In an earlier study, variants in CDKN1B and CDKNA2/2B were found to be associated with ovarian cancer risk in a combined analysis of 3601 cases and 5705 controls (Gayther et al, 2007). In this study, no variant in either of these genes was significant in the discovery set (Supplementary Table S2) and so were not carried forward to the replication phase. In another study using imputed genotypes, based on data from five independent ovarian cancer studies (Goode et al, 2009), the signal observed for CDNKN1A in the MAY+NCO dataset was not supported by imputation of genotypes in the other four studies, consistent with the replication data in this report. For rs2069391 in CDK2 variant, which could not be genotyped in the replication set in this study (discovery set log-additive OR 1.36, CI 1.03–1.78), imputation revealed a signal in the earlier combined analysis (log-additive OR 1.21, CI 1.01–2.09), which included five of the six populations in this study (Goode et al, 2009).

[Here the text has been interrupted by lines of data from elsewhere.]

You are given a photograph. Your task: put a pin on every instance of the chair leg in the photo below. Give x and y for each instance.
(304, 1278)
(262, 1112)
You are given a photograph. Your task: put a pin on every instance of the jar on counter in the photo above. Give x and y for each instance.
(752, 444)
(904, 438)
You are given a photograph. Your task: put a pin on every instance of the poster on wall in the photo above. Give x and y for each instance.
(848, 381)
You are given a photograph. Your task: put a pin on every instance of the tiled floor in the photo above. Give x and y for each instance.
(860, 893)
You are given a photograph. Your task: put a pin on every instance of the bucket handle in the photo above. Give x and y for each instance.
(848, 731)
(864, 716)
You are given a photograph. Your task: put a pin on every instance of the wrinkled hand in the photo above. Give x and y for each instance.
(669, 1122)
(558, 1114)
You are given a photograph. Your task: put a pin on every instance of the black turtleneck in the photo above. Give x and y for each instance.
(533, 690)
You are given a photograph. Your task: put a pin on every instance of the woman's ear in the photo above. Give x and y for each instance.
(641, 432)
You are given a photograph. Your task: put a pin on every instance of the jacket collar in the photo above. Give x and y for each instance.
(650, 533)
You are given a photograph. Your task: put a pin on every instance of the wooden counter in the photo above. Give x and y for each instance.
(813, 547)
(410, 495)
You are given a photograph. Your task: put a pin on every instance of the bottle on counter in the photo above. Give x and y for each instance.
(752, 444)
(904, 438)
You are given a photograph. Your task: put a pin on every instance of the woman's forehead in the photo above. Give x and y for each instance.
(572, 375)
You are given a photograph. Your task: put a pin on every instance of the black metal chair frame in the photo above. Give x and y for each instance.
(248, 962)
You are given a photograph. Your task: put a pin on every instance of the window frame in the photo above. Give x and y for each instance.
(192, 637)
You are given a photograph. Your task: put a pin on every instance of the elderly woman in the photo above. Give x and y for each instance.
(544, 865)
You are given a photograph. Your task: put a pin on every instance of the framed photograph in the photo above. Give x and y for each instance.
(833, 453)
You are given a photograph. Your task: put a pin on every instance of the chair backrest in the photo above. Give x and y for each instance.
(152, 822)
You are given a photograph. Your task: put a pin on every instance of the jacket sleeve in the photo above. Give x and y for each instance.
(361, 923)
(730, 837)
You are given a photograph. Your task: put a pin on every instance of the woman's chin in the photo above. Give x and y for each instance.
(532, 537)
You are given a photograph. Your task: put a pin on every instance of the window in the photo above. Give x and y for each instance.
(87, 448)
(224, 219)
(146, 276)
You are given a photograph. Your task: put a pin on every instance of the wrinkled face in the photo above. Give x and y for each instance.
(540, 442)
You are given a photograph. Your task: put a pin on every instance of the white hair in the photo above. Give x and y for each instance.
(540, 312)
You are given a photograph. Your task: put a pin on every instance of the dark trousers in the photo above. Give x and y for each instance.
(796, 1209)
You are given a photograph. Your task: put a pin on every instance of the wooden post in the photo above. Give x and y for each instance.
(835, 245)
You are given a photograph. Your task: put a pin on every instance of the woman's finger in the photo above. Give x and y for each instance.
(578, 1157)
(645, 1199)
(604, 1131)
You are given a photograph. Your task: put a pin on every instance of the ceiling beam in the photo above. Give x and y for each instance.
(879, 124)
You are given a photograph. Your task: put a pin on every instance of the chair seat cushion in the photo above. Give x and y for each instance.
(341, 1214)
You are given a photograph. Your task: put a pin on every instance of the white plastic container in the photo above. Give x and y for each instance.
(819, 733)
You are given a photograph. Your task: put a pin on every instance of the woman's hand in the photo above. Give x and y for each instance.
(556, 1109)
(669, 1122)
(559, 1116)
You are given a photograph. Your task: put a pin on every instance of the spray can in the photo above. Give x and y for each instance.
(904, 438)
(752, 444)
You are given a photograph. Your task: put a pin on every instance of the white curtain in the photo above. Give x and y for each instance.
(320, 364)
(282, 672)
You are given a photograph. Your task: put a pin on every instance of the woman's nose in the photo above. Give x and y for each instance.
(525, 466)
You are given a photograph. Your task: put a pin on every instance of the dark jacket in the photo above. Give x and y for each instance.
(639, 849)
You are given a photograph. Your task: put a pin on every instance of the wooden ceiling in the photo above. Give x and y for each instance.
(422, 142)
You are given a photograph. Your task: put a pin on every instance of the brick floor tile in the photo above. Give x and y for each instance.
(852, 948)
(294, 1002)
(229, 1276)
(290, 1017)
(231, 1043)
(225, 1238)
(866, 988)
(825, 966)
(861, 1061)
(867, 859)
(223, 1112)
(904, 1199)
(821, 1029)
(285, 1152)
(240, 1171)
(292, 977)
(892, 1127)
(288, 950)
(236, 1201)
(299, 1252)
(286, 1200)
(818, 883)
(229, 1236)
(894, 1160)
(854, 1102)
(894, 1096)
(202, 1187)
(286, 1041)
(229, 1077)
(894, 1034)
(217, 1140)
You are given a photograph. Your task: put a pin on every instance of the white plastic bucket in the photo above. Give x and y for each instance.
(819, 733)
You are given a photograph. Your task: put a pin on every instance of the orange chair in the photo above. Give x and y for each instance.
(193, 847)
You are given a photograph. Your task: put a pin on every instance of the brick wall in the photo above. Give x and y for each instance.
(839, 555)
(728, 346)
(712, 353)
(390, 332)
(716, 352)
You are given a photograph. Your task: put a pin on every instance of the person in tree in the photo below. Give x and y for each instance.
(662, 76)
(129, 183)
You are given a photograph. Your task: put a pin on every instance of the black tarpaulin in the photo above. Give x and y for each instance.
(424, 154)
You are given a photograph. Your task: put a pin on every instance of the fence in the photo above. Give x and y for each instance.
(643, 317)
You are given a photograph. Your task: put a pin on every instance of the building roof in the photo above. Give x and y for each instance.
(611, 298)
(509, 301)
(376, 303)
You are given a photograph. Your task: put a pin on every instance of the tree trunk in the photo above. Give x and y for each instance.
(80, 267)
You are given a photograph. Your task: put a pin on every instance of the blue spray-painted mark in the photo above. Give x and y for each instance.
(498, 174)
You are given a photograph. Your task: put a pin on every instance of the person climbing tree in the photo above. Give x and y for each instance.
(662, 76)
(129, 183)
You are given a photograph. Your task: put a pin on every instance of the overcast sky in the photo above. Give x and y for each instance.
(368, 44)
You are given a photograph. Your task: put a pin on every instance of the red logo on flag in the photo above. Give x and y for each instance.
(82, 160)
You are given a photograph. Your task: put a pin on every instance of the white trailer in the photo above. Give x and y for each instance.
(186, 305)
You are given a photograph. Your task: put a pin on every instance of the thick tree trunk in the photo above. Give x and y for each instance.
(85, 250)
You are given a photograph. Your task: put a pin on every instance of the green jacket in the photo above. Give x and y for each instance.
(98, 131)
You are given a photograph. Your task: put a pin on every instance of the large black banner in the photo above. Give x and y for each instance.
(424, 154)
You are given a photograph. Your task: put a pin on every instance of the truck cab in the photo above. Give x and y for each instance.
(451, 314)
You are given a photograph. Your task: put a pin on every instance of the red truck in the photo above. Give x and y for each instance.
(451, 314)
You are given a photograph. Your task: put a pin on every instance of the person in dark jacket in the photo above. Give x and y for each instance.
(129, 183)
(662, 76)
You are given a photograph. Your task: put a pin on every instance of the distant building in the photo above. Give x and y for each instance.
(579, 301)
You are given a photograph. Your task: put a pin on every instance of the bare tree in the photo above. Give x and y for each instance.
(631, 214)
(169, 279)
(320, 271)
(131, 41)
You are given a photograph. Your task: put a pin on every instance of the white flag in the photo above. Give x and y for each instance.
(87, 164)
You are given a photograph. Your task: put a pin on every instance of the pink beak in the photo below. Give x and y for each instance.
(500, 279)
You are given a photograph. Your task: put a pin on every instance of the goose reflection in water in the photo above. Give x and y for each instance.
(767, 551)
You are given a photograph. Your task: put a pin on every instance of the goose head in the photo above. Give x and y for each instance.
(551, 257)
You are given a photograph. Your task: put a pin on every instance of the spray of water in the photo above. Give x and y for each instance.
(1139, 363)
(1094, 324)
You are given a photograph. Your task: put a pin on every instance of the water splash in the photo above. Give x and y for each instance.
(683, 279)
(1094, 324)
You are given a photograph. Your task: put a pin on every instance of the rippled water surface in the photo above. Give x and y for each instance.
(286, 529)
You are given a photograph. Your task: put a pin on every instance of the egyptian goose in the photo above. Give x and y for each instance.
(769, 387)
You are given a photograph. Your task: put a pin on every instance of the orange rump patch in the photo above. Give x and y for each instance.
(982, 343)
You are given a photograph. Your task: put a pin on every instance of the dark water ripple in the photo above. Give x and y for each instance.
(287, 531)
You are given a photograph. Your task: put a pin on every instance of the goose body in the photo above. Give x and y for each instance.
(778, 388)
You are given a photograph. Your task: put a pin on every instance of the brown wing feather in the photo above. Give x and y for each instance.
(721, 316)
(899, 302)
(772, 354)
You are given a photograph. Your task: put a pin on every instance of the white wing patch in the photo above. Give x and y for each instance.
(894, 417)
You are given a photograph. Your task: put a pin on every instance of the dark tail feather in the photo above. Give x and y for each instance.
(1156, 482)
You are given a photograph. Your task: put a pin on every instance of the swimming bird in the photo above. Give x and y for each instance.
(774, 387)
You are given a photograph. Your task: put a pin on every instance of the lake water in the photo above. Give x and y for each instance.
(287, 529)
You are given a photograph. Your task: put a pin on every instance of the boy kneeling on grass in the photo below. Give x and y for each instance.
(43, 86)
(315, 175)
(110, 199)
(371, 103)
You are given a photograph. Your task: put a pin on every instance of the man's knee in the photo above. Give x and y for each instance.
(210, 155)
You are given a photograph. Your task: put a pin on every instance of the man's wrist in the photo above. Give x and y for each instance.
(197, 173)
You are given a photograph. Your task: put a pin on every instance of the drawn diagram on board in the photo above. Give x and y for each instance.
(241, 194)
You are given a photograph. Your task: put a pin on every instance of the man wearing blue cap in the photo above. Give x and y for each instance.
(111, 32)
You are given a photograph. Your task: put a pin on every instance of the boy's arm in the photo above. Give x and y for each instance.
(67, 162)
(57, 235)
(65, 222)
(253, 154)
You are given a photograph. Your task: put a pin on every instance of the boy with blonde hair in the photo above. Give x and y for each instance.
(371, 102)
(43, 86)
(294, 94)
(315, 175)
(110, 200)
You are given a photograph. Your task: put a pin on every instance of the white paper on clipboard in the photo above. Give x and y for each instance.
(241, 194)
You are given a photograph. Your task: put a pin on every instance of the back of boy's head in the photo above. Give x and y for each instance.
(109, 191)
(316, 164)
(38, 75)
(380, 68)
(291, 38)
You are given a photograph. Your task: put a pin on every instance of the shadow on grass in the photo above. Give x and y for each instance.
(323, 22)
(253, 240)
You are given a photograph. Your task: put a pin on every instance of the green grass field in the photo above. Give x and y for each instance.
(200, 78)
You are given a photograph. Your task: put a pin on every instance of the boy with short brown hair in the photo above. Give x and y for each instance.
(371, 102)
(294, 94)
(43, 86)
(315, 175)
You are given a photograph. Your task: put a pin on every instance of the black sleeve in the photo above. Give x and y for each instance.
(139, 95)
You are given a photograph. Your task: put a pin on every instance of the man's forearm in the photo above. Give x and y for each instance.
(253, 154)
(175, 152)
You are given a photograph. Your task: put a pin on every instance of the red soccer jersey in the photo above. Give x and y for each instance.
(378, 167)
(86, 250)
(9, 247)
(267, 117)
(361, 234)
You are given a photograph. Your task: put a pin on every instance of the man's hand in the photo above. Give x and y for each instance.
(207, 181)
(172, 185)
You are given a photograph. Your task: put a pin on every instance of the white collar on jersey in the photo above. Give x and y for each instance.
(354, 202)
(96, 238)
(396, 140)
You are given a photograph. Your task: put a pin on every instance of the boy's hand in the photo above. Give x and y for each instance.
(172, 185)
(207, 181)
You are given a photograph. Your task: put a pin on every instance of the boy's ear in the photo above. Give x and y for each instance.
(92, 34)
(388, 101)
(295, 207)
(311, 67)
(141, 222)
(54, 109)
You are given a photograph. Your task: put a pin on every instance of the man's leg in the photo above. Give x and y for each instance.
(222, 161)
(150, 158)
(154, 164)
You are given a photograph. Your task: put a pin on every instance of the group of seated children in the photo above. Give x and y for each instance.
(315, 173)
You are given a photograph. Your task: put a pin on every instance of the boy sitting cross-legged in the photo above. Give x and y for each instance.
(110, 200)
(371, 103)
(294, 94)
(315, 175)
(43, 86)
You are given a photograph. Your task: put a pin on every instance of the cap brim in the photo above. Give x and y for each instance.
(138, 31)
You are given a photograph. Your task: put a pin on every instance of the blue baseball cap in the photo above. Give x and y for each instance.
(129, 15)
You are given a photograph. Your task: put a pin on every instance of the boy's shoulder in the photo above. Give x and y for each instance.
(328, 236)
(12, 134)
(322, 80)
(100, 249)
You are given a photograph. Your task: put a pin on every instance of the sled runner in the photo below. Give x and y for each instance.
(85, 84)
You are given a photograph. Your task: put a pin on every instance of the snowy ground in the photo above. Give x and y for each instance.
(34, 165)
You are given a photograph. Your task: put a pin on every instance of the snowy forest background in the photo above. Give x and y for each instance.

A strength of this study was its comprehensive nature in terms of the number of genes and number of tagSNPs and inclusion of putatively functional SNPs. Owing to a large number of tests (269 SNPs × 3 genetic modes of inheritance), caution in interpreting the data is warranted; no adjustment was made for multiple testing because of a lack of complete independence of tests. An additional strength of this study is the inclusion of four replication populations, which improves power (Ioannidis et al, 2001; Morgan et al, 2007), although replication genotyping of only the top 2% of SNPs limited the power of our two-stage approach. In recent meta-analyses and pooled analyses 161 cancer genetic association studies (Dong et al, 2008), close to one-third of all associations were reported to be statistically significant and many of the false positive associations arose from small studies with multiple subset analyses. Therefore, we consider this analysis a preliminary screen of the cell cycle pathway and one which indicates modest evidence for association with disease risk for only one gene, ABL1. Additional examination of ABL1 rs2855192, and including other SNPs with suggestive discovery set results, is warranted in additional studies within the ovarian cancer consortium (Ramus et al, 2008).